The polyoxymethylene copolymer may have a branched or crosslinked structure.
The polyoxymethylene copolymer obtained by the polymerization is put into practical use by performing the deactivation treatment of a catalyst, the removal of an unreacted monomer, the washing and drying of the polymer, the stabilization treatment of an unstable terminal part and thereafter further performing the stabilization treatment by blending various stabilizers. Representative examples of the stabilizer include hindered phenolic compound, nitrogen-containing compound, hydroxide, inorganic salt, carboxylate of alkali or alkaline earth metal.
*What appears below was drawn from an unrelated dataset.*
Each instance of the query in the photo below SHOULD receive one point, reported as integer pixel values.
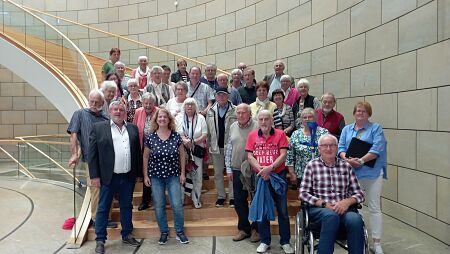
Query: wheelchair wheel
(366, 242)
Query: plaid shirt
(330, 184)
In the thus-obtained polyoxymethylene copolymerfor use in the present invention, the amount of hemi-formal terminal groups detected by'H-NMR is preferably from 0 to 4 mmol/kg, more preferably from 0 to 2 mmol/kg. In the case where the amount of the hemi-formal terminal groups exceeds 4 mmol/kg, there arises a problem such as foaming accompanying decomposition of the polymer at melt-processing, as a result, a break of films disadvantageously occurs. In order to control the amount of the hemi-formal terminal groups within the above-described range, the amount of impurities, particularly, water content in the total amount of the monomer or comonomer subjected to the polymerization is preferably adjusted to 20 ppm or less, more preferably 10 ppm or less.
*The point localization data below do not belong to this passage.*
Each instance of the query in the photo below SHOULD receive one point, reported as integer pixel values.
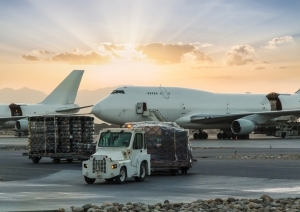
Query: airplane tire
(35, 159)
(173, 172)
(183, 170)
(56, 160)
(224, 136)
(142, 176)
(196, 135)
(89, 180)
(121, 178)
The polyoxymethylene copolymer for use in the present invention may also contain, if desired, one or more of additives commonly used for a thermoplastic resin, such as coloring agent (dye or pigment), lubricant, nuclear agent, mold-releasing agent, antistatic agent, surfactant or organic polymer material and inorganic or organic filler in a form of fiber, plate or powder particle, within the range of not impairing the object of the present invention.
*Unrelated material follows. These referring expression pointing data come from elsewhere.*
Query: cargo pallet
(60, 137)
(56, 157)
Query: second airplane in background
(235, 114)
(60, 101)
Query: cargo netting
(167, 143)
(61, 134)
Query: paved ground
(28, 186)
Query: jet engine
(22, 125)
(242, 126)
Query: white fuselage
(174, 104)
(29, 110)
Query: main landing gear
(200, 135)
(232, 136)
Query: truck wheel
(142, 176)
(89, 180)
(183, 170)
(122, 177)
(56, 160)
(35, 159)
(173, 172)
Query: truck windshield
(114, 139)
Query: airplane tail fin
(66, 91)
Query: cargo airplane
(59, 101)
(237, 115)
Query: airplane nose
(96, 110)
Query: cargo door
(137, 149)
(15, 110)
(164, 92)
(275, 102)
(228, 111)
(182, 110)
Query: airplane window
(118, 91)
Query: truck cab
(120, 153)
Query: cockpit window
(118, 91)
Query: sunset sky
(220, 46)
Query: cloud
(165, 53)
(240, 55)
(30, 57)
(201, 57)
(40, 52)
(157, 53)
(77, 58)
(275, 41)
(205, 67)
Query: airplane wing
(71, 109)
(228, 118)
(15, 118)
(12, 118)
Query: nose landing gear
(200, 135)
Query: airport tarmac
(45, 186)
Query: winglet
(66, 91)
Next, a production process for a flat yarn by using the polyoxymethylene copolymer asdescribed above willbe described.
The flat yarn of the present invention can be obtained by once forming a film from the polyoxymethylene copolymer as described above and slitting the film into a strip-form by passing through a slitter. A process of stretching under heat the strip slitted by passing through the slitter is also preferable because a flat yarn having higher strength and higher modulus of elasticity can be obtained.
Herein, a forming method of films is not limited and a method such as an inflation method or a T die method is used.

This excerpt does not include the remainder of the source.